My middle child (it’s always the median that ultimately sinks to the bottom) shocked his 18-year old sister-princess with the question,
“Would you prefer being called a harlot, and hussy or a ho?”
Quicker than a sneeze droplet can attack your very soul, she identifies with the harlot.
“If in doubt, go biblical”.
Meanwhile, my wife is bemoaning her steely grey roots.
“It’s Covid’s cruelest cut of all. You better still love me.”
“Why don’t you colour it yourself?” And in what may be the most ignorant comment ever uttered by a husband, I proudly add “I could even help”.
Collecting herself, she dons her voice that she uses patiently with toddlers,
“Stevie, it takes 3 or 4 colours to get it right. Maybe another day we could try just one.”
“How about Blonde,” I blurt out. But it’s too late.
My eldest spits out his pasta, whose sauce he has been nursing all day – for what else is a 27-year old to do when his industry has been wrecked by Covid?
I realize amidst this banter that I am in a kind of heaven. Things felt aimless and in the moment, like playing road hockey with your pals just after school when you were a kid.
There are other Coronic gifts too. The sheer joy I take in knowing that society’s entertainment content will eventually run out. What then? Oh, to be a fly on that screen.

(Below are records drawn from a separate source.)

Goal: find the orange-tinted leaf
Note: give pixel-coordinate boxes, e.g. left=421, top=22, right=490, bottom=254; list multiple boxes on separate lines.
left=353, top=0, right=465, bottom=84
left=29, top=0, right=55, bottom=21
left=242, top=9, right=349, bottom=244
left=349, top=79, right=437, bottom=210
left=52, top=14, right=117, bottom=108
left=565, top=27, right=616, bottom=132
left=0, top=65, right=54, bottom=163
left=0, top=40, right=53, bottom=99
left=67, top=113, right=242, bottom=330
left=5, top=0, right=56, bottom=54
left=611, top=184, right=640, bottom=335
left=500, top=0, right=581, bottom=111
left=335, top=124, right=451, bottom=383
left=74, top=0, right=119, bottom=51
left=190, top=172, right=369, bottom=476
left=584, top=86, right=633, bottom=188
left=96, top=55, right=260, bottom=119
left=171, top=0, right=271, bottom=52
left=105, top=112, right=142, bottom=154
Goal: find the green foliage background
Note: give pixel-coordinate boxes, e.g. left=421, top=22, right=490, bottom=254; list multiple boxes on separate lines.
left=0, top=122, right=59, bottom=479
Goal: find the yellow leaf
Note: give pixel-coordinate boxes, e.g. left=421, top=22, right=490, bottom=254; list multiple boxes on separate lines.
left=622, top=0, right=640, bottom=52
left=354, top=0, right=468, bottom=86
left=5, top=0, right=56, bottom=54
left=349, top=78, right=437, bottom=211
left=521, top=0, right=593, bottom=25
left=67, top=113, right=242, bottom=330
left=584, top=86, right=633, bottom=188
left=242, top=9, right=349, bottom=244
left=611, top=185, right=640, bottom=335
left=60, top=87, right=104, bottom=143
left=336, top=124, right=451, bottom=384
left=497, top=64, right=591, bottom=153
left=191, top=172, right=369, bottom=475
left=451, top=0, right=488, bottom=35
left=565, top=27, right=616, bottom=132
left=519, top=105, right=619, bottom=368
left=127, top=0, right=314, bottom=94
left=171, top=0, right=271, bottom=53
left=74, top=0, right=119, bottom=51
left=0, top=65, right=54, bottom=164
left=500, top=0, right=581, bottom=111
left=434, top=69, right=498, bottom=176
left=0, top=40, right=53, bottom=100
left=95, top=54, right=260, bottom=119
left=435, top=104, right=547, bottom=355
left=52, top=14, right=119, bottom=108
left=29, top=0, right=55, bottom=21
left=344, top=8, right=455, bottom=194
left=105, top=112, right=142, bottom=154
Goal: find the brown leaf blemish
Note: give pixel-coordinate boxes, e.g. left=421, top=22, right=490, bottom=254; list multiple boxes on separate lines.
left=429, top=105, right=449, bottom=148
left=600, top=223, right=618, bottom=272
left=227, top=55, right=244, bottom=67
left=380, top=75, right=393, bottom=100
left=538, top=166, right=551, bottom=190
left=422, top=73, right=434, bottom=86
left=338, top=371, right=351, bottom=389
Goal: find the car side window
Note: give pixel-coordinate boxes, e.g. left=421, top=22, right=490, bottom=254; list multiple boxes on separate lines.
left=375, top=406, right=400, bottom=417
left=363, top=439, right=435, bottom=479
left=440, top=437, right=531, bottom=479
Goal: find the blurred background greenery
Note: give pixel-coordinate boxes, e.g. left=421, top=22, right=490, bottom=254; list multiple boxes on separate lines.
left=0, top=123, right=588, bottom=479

But the greatest present is the lingering phone conversations I have with my world. All of a sudden everyone has time. I have months of chatter to catch up on. I have turned into my mother, a strange Kafkaesque twist courtesy of Covid.

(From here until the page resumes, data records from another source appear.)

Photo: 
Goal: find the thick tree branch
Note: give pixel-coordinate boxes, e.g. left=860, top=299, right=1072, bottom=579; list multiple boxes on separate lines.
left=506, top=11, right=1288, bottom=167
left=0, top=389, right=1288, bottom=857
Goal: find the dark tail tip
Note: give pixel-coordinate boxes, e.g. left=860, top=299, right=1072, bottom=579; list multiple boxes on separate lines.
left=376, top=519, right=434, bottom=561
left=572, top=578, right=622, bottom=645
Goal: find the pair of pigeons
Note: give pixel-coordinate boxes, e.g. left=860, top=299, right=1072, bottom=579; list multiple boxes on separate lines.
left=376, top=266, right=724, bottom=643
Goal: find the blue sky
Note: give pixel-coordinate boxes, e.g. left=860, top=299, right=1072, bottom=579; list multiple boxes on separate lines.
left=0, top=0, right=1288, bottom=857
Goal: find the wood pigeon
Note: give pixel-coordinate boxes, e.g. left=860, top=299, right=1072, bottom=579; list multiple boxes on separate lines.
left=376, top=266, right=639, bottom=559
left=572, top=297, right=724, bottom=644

But mostly, I have more time. I will finally get down to more writing. And you, as readers on this email list, are my first victims. I suppose I want to entertain a little.

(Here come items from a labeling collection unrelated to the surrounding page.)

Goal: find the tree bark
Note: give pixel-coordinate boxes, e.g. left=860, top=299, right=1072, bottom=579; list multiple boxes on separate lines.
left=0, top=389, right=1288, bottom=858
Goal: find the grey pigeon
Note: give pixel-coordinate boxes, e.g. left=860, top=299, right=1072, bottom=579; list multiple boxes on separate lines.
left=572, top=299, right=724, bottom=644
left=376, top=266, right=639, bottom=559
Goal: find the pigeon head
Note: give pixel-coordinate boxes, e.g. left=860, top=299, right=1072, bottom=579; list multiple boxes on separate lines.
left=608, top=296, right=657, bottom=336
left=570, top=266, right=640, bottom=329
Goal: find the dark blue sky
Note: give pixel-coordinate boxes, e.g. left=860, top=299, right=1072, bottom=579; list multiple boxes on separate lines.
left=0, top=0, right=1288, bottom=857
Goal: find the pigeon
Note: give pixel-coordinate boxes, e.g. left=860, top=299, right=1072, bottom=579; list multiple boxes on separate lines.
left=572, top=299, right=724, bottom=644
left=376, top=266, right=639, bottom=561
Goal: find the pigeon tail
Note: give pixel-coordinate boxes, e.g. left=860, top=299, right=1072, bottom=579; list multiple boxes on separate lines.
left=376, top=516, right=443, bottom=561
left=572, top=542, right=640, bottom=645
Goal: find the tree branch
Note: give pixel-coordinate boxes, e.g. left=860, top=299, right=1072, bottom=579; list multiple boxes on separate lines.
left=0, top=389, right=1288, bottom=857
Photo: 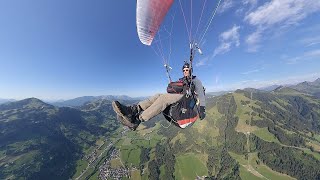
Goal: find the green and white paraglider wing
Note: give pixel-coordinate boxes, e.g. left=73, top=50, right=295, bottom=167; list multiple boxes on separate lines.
left=136, top=0, right=173, bottom=46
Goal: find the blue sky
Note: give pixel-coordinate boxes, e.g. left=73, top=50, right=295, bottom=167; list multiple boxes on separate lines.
left=0, top=0, right=320, bottom=100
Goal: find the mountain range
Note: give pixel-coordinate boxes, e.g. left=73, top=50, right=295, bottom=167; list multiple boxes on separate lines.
left=0, top=80, right=320, bottom=179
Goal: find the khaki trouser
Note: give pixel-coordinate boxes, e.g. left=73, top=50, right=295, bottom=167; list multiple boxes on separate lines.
left=138, top=94, right=183, bottom=121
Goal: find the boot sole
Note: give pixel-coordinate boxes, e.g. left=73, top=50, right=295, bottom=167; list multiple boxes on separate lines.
left=112, top=101, right=135, bottom=128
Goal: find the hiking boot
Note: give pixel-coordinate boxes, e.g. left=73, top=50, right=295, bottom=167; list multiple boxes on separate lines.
left=112, top=101, right=141, bottom=130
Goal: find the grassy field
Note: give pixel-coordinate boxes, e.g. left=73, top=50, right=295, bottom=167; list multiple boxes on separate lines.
left=130, top=170, right=141, bottom=180
left=174, top=153, right=208, bottom=179
left=121, top=146, right=141, bottom=167
left=234, top=93, right=257, bottom=133
left=229, top=152, right=293, bottom=180
left=240, top=166, right=263, bottom=180
left=110, top=159, right=123, bottom=169
left=304, top=149, right=320, bottom=161
left=160, top=165, right=166, bottom=180
left=73, top=159, right=88, bottom=179
left=253, top=128, right=280, bottom=143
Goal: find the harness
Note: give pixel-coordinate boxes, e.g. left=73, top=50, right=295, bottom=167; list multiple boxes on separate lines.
left=163, top=76, right=199, bottom=128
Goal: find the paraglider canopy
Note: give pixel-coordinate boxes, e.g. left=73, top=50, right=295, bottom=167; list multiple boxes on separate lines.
left=136, top=0, right=173, bottom=46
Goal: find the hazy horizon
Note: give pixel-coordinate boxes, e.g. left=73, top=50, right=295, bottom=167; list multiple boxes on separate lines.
left=0, top=0, right=320, bottom=100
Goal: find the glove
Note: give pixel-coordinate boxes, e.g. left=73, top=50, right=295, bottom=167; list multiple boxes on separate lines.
left=199, top=106, right=206, bottom=120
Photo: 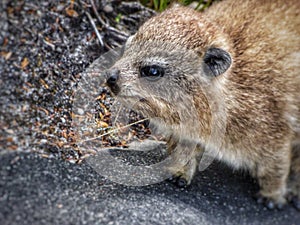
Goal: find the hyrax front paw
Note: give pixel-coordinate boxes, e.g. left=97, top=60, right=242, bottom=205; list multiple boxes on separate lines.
left=169, top=158, right=197, bottom=187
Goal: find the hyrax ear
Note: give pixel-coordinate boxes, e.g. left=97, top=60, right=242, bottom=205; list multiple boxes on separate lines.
left=203, top=47, right=232, bottom=77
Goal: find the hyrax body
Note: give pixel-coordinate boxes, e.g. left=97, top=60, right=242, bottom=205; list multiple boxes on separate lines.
left=107, top=0, right=300, bottom=208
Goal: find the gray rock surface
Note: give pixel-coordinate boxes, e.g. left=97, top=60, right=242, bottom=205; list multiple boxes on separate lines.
left=0, top=151, right=300, bottom=225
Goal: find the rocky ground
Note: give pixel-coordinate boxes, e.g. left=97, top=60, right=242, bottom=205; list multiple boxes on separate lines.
left=0, top=0, right=154, bottom=161
left=0, top=0, right=300, bottom=224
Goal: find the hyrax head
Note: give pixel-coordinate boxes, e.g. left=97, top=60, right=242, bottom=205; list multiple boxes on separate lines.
left=107, top=8, right=232, bottom=131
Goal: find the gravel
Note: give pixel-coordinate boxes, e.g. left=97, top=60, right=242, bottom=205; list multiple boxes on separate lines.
left=0, top=151, right=300, bottom=225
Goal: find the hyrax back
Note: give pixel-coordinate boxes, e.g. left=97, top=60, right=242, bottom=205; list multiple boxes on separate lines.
left=107, top=0, right=300, bottom=208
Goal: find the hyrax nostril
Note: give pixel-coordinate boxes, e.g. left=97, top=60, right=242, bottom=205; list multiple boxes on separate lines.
left=106, top=69, right=120, bottom=86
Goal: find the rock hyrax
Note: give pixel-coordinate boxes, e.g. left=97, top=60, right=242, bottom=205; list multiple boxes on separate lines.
left=107, top=0, right=300, bottom=209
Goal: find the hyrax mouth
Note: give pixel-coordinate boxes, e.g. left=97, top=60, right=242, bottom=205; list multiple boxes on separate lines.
left=133, top=98, right=180, bottom=125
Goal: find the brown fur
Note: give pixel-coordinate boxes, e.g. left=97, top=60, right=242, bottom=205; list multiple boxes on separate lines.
left=106, top=0, right=300, bottom=209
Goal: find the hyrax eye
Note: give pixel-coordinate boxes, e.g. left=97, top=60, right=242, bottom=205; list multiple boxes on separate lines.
left=140, top=65, right=165, bottom=81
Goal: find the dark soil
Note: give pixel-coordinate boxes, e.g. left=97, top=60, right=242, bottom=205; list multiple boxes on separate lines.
left=0, top=0, right=154, bottom=161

I also want to educate – I run a school after all.
I am starting a parenting advice column on my Boundless blog. Anonymity guaranteed. Let’s have written conversations – one of many cool ways to outwait this virus.
Let’s talk about teens. There is shockingly little in the advice column world for this age group. I will strive to fill that gap a little.
Email your questions to [email protected]. We can correspond about anything related to parenting adolescents. The perils of close-quarters isolation, unique ways to engage and connect, gaming addictions, home-schooling – whatever is driving you crazy.
If appropriate, I will post a few of your questions and my responses on the blog, taking great care to protect privacy.
Hoping all of you and your loved ones are well.